To Make / Lemon Ricotta Pancakes


     Good morning! This is one of those recipes that came out of wondering what the heck I'm going to do with a mostly full jar of (insert ingredient here)?! You know - those ingredients that you buy for a specific recipe that only uses a spoonful of said ingredient. It's usually something obscure that is really only used in that one recipe. Now, I really hate wasting food, so last week when I bought ricotta for a pasta dish (surprisingly, not lasagna) and still had the majority of the tub left after making the pasta, I had a pretty good brainstorming session. I racked my brain for a minute on what one does with a full tub of ricotta, and then it hit me - a memory of lemon ricotta pancakes that Brett and I had at our B+B in Denver two years ago! SOLD. I immediately searched for a simple lemon ricotta pancake recipe and scored with this one. Luckily, I already had literally all of the ingredients on hand, and guys - these are the best pancakes I've ever made! They're fluffy (thanks, random ricotta), tart, and sweet all at once. You can definitely say this is a "when life gives you ricotta (and also, ironically, lemons)..." situation. Get the full recipe below!

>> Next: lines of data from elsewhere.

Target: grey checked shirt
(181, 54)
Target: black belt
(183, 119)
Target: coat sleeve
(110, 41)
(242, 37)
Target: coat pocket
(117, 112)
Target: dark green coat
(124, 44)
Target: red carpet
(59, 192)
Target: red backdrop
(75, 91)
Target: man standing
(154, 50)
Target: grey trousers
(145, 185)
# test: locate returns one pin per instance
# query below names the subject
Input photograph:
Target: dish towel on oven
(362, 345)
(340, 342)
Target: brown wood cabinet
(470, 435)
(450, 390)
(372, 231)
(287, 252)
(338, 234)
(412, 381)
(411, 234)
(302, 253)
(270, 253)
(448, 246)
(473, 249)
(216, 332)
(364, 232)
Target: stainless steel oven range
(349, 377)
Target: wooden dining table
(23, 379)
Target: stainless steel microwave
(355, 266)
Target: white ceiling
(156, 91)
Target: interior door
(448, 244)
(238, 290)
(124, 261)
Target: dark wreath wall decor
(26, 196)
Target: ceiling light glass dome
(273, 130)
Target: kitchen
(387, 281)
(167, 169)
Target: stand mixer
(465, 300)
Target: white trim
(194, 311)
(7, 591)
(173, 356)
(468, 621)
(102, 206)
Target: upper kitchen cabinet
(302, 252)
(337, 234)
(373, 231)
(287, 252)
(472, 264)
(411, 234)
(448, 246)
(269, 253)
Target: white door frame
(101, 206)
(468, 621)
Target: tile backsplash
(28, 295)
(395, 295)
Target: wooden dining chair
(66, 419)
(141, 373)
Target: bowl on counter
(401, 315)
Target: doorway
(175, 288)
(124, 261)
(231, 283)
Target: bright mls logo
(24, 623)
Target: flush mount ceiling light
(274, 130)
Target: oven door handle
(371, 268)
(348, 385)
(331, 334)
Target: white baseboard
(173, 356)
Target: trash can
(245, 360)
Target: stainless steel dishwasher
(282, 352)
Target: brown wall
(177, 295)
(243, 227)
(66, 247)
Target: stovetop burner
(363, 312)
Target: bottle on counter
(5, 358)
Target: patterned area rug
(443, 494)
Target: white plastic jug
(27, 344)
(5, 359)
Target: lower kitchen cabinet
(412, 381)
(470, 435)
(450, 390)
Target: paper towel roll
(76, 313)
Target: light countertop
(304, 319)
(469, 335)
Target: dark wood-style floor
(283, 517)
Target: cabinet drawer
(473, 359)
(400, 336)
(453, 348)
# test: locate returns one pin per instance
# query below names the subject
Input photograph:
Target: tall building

Ingredients: Blueberry Compote

  • 1 cup of fresh blueberries
  • 1 tbs. of honey

Ingredients: Pancakes

  • 1 1/4 cups AP flour
  • 3 tbs.'s sugar
  • 2 tsp.'s baking powder
  • 1/2 tsp. baking soda
  • 1/4 tsp. salt
  • 1 cup ricotta
  • 1 tbs. melted butter
  • 1 large egg
  • 2 large egg whites
  • 1/2 cup freshly squeezed lemon juice
  • 2 tsp.'s lemon zest


1. Preheat your griddle to 350, and grease. In a large mixing bowl, combine all dry ingredients. In another bowl, whisk together ricotta, butter, eggs, egg whites, lemon juice, and zest. 


2. Pour wet ingredients into dry ingredients bowl and mix until just combined. Scoop out your batter onto the griddle to form pancakes. Cook for two minutes until bubbles form on top, then flip and let cook until browned.


3. While pancakes are cooking, make your blueberry sauce by combining blueberries and honey in a small skillet. Mash together with a fork and let cook for about 5 minutes until the sauce has thickened.


4. Once pancakes are done, serve warm and top with your blueberry compote. Enjoy!

     Thanks for reading, and have a fun Wednesday!

To Make a Smoothie


     Hello! I'm sharing my favorite green smoothie recipe today, and you can bet I'm gulping one down at the lake as we speak. There's nothing I love more than a fruity and cold smoothie for an afternoon snack on a hot summer day. See the recipe below!

Ingredients: yields one smoothie

- 1 cup of almond milk

- 1 large handful of spinach leaves

- 1 chopped banana

- 1 cup of blueberries

- 1 tablespoon of chia seeds


- Combine everything in your blender in the order listed above, and blend until smooth. Enjoy!

To Make a Cocktail, Pt. 3


     Hey readers! This cocktail idea came out of a "smash" I had at a restaurant. It was super good, and I love anything with berries in it, so I had to attempt it at home! I also had bought some hibiscus iced tea bags anyways, and I figured the flavor combination would be perfect. I've been a tea convert for about a year now (but I still drink at least 2 cups of coffee everyday), and I love how much healthier you feel after drinking it, even in a cocktail. Add some blueberries, vodka, and lime juice and you've got a tidy little drink! Random note: This tea says blushberry on the box and it's Tazo, but I just call it hibiscus instead, considering blushberry isn't a real thing. LOL



- 1 shot of vodka

- a cup of iced tea

- muddled blueberries

- lime juice



Step one - Combine all ingredients in a shaker and pour over ice!